If your main intention is to spend time, you want to find the correct position, read the file in the opposite direction, and then cancel the data in memory. If you are reading a large amount and want only a small amount of memory at a time, you can change this a bit to read (for example) 16 or 64 Kilobyte snippets.
Once you have a piece of data in memory, you have two options. You can handle it from end to back to start, or you can undo it and then process it from start to end. The latter may look something like this:
// Warning: I have only tested this, not proven it correct. std::vector<char> read_backwards(std::istream &is, int size) { std::vector<char> buffer; buffer.resize(size); is.seekg(-size, std::ios::end); is.read(&buffer[0], size); std::reverse(buffer.begin(), buffer.end()); return buffer; }
Attempting to actually read the file backwards can (and often will) lead to a serious performance issue. To be specific, the standard library often flushes its buffers every time it searches the stream, so every read immediately after the search usually results in a kernel function call to read data from disk (or at least from the OS cache).
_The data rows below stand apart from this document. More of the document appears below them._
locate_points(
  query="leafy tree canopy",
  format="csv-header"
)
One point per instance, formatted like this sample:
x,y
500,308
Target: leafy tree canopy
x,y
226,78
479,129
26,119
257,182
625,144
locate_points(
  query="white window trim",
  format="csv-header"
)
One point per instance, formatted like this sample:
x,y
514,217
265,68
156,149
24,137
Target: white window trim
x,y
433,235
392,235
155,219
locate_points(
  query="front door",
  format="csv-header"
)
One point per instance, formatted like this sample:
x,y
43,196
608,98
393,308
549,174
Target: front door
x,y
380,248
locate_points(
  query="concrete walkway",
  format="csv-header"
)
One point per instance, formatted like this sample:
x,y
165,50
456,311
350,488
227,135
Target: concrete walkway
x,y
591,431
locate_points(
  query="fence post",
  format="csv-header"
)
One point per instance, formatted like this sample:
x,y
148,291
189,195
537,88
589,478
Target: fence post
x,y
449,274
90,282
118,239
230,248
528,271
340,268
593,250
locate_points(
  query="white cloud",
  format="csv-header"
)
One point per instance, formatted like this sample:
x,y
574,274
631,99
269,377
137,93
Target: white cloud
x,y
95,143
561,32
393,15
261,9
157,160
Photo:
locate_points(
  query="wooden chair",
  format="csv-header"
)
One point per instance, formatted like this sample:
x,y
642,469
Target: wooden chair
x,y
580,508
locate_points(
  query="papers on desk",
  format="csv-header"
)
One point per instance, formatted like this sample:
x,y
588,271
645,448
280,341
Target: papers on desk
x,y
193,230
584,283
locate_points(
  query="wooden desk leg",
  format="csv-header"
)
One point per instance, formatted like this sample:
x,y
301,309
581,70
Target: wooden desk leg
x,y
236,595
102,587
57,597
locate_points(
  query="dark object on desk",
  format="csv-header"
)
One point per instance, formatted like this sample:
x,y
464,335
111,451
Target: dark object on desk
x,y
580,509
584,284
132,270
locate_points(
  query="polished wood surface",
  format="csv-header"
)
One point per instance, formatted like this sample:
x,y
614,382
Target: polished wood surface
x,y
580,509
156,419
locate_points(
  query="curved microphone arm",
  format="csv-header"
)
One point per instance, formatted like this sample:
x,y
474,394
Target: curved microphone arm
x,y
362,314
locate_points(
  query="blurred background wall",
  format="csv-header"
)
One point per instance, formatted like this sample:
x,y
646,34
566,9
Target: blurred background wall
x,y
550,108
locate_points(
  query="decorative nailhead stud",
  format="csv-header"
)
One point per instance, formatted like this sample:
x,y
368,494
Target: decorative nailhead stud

If you care about why this is so: the C ++ standard bases its description of how files work on the C standard. The C standard says that if you open a stream for reading and writing, you need to look for a search in the stream when / if you switch from read to write (or vice versa). Because of this, quite a few search implementations in the stream clear the buffer for each search, just in case you can switch from write to read and you need to read the data that was in the write buffer before the search.
Usually this does not really matter: the search will often go beyond the range that is in the buffer, so you still have to read data from disk. However, in the specific case discussed here, buffering can work quite well while you read the data βforwardβ and then cancel it, rather than performing a search for each byte. Although it is best to use the largest buffer that is practical, even a fairly small buffer can make a big difference in speed.